Quality Assurance Strategies in Instructional Design
My first encounter with quality assurance was in high school. We spent an entire school year learning how to write a research paper. We learned how to find a high quality source, cite it when we used it, and cite it in a way you could find it at the end of the paper. The idea was, “If you’re using someone else’s knowledge in your work, give them credit, and get it right.”
As an instructional. designer my whole job is using someone else’s knowledge in my work. I’ve developed a QA process to make sure I give them credit and I’m getting it right. It’s a cadence of “I build a thing, they give me feedback, I build it better.” But I was recently asked to develop a QA process for a professional development team. How do I take a QA process that works for me and make it work for a team?
I am not a SCRUM leader and this team does not have a SCRUM ecosystem. It is does not have a build phase, a test phase, and a team of QA specialists. It is a team of dedicated professional development trainers who want to collaboratively make exceptional content. So what do you do?
Well, the team makes four types of learning assets (presentations, documents, handouts, and forms.) Step One is deciding what a quality asset means. What does a presentation deck need to have to meet the standards that the team wants to meet? We make a checklist that has four categories: accessibility, instructional design, brand fidelity, and subject matter verification. Accessibility: does the color contrast of the text meet Web Content Accessibility Guidelines? Instructional Design: does the presentation have an achievable, measurable objective? Do we have a measuring mechanism in place to see if we are succeeding?

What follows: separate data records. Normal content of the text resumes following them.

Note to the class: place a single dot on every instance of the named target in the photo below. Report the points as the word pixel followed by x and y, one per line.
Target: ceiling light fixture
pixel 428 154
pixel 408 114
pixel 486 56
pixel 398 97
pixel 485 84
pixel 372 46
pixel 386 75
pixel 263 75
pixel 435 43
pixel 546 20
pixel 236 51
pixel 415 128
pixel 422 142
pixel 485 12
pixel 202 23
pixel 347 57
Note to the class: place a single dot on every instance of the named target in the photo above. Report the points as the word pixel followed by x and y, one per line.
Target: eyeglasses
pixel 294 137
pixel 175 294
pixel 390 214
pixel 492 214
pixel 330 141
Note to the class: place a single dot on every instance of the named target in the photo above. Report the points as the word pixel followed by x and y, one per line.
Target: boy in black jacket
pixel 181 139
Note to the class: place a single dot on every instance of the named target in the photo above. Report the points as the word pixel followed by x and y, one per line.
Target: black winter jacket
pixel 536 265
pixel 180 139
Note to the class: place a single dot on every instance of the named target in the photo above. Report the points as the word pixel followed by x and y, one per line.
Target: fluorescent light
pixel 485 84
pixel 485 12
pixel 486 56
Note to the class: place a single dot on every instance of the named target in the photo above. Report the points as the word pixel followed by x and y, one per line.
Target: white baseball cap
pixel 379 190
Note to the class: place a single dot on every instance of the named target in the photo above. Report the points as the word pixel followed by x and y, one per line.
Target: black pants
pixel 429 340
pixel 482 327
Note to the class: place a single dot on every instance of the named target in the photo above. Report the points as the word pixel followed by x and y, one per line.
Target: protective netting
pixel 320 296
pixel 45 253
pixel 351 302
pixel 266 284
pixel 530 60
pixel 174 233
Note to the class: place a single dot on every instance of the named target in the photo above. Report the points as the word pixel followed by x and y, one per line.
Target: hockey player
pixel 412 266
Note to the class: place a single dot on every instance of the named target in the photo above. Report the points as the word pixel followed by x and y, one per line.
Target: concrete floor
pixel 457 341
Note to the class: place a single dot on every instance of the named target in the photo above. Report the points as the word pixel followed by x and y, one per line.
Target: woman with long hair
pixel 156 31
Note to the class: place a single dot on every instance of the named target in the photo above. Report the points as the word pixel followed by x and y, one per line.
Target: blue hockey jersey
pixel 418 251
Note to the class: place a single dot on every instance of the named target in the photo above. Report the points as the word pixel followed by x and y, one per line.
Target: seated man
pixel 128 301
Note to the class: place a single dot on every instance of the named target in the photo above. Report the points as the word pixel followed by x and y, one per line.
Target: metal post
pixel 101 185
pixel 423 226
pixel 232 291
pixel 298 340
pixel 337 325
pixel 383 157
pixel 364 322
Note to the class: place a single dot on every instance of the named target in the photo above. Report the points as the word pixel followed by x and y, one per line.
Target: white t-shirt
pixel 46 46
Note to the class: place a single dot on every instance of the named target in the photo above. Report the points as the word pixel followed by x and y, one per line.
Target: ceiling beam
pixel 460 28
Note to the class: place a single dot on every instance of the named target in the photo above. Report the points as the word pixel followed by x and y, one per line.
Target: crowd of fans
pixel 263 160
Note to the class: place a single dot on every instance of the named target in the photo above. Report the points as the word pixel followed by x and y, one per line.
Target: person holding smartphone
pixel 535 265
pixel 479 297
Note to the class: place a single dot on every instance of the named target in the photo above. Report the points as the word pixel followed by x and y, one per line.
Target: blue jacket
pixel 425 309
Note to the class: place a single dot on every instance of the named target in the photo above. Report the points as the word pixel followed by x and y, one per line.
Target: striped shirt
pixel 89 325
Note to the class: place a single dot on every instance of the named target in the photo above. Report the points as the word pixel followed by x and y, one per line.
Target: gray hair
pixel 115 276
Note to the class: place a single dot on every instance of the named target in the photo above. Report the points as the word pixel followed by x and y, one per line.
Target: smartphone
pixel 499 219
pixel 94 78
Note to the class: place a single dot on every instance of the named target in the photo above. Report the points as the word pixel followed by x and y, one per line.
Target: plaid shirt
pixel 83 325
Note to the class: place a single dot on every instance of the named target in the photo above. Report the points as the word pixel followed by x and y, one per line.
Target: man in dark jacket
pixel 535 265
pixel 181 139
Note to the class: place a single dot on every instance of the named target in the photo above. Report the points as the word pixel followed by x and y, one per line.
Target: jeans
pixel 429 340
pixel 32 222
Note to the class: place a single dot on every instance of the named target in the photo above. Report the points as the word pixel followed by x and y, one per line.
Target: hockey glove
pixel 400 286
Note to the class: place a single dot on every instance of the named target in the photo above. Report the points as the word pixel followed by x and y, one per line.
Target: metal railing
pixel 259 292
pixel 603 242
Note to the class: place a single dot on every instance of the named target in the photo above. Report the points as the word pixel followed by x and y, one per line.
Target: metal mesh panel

Once the checklists are built, we need to build a manual that tells you how to do a thing like check the color contrast to make sure it meets WCAG guidelines. Support documentation needs to be there, but there needs to be a distinction between a checklist and a support document.
And then we test. That’s where we are now. We have a robust support manual and 4 ambitious QA checklists. I have an idea for a feedback cadence and final check process, and we’re going to try it out and see what works.